I'm sorry, are you saying prove that $x=y=z$ is the only solution?
• Dec 27th 2008, 01:32 AM
susrut
Dummy bro = plz read books
x=-(y^2+z^4)

y=-(z^2+x^4)

z=-(x^2+y^4)

let us consider that x=y=z and let us assume a real value which is positive.
clearly any real number raised to even powers like 2 or 4 must give positive values
as seen from the equation a positive value cannot be equal to a negative value. so the question is wrong.

now let us assume a real negative value.
x=y=z=-a
clearly LHS of the equations are negative.
-a raised to powers of 2 or 4 will produce positive values which are much larger or smaller (in case of negative fractions) than -a; then
due to the negative sign outside bracket RHS become negative values which are much smaller or larger (in case of negative fractions) than -a

Hence we draw conclusions that the equations are wrong.
• Dec 27th 2008, 02:06 AM
flyingsquirrel
Quote:

Originally Posted by susrut
x=-(y^2+z^4)

y=-(z^2+x^4)

z=-(x^2+y^4)

[...] now let us assume a real negative value.
x=y=z=-a
clearly LHS of the equations are negative.
-a raised to powers of 2 or 4 will produce positive values which are much larger or smaller (in case of negative fractions) than -a; then
due to the negative sign outside bracket RHS become negative values which are much smaller or larger (in case of negative fractions) than -a

HENCE WE DRAW CONCLUSIONS THAT THE EQUATIONS ARE WRONG!!!!!!

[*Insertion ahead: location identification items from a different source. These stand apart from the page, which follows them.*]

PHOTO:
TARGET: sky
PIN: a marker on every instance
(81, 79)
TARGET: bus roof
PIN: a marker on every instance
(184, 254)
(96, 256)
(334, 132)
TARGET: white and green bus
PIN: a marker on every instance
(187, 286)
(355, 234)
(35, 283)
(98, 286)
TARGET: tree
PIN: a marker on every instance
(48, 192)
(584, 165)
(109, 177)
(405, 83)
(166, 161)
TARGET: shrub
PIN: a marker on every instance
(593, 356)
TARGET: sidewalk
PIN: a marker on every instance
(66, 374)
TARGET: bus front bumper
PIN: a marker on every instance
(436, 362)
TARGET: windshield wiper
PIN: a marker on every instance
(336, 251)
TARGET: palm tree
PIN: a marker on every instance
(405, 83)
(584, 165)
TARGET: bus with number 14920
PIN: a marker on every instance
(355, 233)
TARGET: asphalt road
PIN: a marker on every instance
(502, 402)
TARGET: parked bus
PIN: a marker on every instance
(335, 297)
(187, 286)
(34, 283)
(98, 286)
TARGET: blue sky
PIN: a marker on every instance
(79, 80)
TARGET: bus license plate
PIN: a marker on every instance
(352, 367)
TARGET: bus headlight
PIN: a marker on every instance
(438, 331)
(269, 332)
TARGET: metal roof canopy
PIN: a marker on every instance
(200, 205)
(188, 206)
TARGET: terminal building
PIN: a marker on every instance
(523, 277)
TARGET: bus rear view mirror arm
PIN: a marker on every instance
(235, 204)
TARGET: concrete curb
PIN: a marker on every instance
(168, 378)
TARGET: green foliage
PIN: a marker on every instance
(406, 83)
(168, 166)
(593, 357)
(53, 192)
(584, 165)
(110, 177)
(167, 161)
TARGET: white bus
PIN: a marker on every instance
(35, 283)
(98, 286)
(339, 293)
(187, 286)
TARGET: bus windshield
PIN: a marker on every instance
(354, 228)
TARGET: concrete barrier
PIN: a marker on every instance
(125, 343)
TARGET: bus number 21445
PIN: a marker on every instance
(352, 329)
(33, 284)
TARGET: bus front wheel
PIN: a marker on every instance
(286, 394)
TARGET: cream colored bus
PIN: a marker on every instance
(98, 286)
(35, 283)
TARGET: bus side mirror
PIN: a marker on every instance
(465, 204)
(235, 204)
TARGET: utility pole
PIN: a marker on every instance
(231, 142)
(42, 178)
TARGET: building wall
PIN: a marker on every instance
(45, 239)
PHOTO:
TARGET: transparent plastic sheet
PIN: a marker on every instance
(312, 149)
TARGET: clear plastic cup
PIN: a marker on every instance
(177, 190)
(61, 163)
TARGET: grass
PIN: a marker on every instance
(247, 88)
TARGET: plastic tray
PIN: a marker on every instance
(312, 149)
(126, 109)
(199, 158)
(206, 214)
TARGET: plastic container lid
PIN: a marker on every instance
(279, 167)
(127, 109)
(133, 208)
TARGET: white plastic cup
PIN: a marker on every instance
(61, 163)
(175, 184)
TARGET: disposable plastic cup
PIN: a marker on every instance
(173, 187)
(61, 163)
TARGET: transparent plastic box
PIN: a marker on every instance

The equation $-a=-(a^2+a^4)\Longleftrightarrow a(1-a-a^3)=0$ has at least one nontrivial solution because the polynomial $1-X-X^3$ has one real root... The equations are not wrong.
• Dec 27th 2008, 02:38 AM
Sean12345
susrut,

It's very rude to use a title such as "Dummy bro = plz read books".
• Dec 27th 2008, 05:52 AM
Winding Function
Quote:

Originally Posted by Mathstud28
I'm sorry, are you saying prove that $x=y=z$ is the only solution?

I'm trying to prove that for any set of solutions, (x,y,z), x=y=z.
• Dec 27th 2008, 09:24 PM
susrut
HELLO FLYINGSQUIRREL

first of all i thank you

1-X-X^3=0 has one real root which comes to be NEARLY equal to 0.68
so x=y=z~0.68 is a solution to the equations
but it is not a strong enough proof as it is a backdoor approach

SORRY TO ALL WHO FELT MY TITLE ON LAST POST ON THIS PAGE RUDE (Nerd)
• Dec 28th 2008, 12:40 AM
flyingsquirrel
Quote:

Originally Posted by susrut
1-X-X^3=0 has one real root which comes to be NEARLY equal to 0.68
so x=y=z~0.68 is a solution to the equations
but it is not a strong enough proof as it is a backdoor approach

I did not meant to prove that $x=y=z$, I just wanted to show that the three equations we are given are correct.